Литмир - Электронная Библиотека
A
A

Остались. Решили, что получше, спрятать и стали закапывать кто под мост, кто на задах. Мы с Гришаней тож схоронили в огороде сундук, а в нем кой-что из одежи, хорошее, да мучки два туеса, да сальца кусок соленого. Сготовились.

Живем. Но как живем? На душе беспокойно, зябко. Слухи разные ходят, один другого страшнее: и Орел взят, и Мценск взятый, и лютуют страшное дело как. Радиво давно молчит, понятно, и мы ничего толком не знаем. И с каждым днем нам от этой тишины все страшнее и страшнее.

Дом Федор наказывал беречи. Дом хороший, каменный, под шифером, а братья Федоровы, деверья мои, все на войне. Двое младших были в армии, небось и они на фронте. И вроде я одна за дом перед всеми в ответе. Нет, дом я бросить не могла.

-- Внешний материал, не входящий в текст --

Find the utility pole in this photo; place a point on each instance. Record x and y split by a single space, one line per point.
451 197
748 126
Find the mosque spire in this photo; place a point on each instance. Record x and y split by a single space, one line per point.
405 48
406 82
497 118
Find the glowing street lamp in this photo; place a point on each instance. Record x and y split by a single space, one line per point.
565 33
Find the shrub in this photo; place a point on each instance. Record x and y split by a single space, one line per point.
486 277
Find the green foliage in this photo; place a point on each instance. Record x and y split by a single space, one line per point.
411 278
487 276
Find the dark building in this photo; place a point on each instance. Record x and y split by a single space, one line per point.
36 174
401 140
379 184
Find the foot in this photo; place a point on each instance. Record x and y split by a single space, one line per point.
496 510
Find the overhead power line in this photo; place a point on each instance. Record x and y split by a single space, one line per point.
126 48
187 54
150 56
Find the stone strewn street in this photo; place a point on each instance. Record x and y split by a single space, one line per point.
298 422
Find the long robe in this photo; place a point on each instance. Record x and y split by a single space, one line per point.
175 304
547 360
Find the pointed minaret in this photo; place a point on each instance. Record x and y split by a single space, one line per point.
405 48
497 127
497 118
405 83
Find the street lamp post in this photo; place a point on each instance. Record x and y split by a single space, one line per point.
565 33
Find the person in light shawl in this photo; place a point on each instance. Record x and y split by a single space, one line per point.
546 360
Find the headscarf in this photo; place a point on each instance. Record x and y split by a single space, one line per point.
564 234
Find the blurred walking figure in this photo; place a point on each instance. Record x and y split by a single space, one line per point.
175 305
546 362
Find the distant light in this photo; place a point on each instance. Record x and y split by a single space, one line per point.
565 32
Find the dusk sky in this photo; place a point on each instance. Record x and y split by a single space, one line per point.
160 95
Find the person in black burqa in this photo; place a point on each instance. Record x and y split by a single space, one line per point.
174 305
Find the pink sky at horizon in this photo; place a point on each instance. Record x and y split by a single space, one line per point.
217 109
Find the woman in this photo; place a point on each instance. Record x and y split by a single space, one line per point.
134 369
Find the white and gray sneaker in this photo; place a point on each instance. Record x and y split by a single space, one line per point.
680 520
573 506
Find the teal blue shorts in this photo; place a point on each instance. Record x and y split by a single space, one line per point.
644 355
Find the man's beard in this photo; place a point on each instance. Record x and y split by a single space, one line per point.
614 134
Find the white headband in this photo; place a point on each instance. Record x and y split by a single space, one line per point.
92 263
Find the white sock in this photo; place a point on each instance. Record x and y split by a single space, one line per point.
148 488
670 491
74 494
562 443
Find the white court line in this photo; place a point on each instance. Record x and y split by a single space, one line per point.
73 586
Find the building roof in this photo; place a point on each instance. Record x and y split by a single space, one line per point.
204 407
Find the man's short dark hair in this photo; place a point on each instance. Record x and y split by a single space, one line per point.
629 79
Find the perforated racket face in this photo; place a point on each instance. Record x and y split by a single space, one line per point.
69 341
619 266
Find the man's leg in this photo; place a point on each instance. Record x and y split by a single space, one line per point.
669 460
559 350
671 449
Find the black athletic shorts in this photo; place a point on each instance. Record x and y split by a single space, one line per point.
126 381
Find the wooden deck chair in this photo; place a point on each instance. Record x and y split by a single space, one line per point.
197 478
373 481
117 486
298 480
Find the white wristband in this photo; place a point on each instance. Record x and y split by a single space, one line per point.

В сельпо уж давно продукты не завозили, значит, с базы дороги не стало, а может, и базы нет, ясно одно — близко проклятые, ой близко.

Заявились, однако, к нам только в декабре, ночью. Числа не упомню, а день был четверг. И мороз сильный, лютый, без снега. Снег еще не ложился, так, чуть попорошило, землю видать.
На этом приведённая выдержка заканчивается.